Jimmy Robert : Appui, tendu, renversé

L’artiste Jimmy Robert a l’excellente particularité de mettre l’identité et la représentation du corps noir au cœur de son univers artistique.
Par Serges David, envoyé spécial à Sète
Depuis au moins 21 ans, Jimmy Robert aborde la question du corps noir à l’image un territoire au croisement de l’intime et du politique. Il repousse les frontières dans les mécanismes contradictoires de désir et de peur qui sont en mouvement dans le regard sur l’autre, tout en les triturant. Lui-même, nous en parle…
Qui est Jimmy Robert ?
Je suis un artiste. Et je suis né en 1975 en Guadeloupe. J’ai vécu principalement en France, en Angleterre, en Hollande, en Belgique et plus récemment à Berlin. Je suis professeur d’art aussi.

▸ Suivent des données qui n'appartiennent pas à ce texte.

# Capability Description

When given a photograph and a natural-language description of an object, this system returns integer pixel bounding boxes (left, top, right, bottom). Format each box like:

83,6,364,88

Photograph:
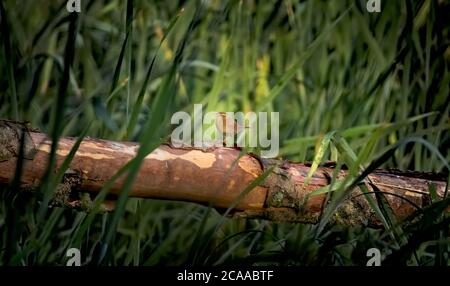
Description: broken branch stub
0,120,448,225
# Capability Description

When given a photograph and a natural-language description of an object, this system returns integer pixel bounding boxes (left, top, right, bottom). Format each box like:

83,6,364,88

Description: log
0,120,449,226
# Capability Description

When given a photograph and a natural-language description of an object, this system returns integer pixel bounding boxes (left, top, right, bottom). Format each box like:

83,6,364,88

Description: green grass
0,0,450,265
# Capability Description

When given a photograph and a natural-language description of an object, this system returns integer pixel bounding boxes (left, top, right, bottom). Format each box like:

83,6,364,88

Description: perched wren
216,112,248,147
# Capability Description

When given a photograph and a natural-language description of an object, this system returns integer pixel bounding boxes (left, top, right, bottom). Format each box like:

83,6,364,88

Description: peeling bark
0,120,449,225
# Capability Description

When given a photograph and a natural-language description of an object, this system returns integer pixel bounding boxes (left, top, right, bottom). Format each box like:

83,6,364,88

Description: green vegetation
0,0,450,265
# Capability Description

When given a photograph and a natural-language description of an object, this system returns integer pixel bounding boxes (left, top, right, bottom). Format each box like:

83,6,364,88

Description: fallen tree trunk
0,120,449,225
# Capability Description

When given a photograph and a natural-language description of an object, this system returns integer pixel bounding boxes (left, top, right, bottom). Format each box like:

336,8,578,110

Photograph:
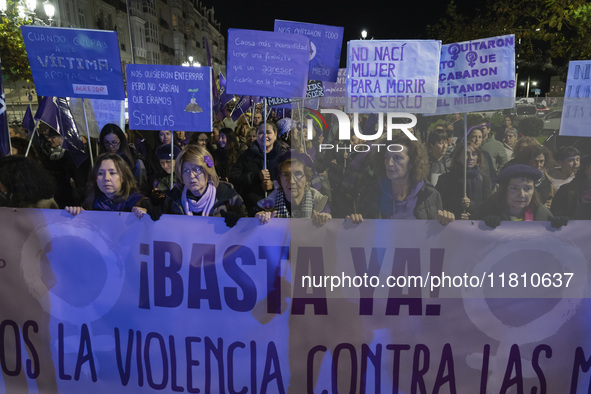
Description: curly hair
451,142,484,171
99,123,135,168
175,145,219,187
375,133,429,186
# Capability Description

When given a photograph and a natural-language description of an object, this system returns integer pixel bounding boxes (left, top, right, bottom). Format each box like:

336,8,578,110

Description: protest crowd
0,104,591,228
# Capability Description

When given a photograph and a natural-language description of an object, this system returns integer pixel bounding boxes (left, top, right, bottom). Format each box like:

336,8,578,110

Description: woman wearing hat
166,145,246,227
348,133,455,224
472,164,566,228
551,154,591,220
255,150,332,225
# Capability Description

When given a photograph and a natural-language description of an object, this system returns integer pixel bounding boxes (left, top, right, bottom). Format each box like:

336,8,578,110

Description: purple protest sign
275,20,344,82
127,64,212,131
227,29,310,98
21,26,125,100
347,40,441,113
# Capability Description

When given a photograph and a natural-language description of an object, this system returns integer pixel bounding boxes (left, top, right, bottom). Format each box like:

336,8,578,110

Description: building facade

Sur le plan artistique, ce qui m’intéresse ce sont les photos, les films expérimentaux, la performance et aussi tout ce qui se passe entre une image, un objet et la performance. Ces différents modes de traductions, comment on passe d’un texte à une image, d’une image à un objet, d’un objet à une performance sont des domaines que j’explore.
Vous venez de l’évoquer plus globalement, mais de manière intime en quoi consiste le déroulé de votre travail ?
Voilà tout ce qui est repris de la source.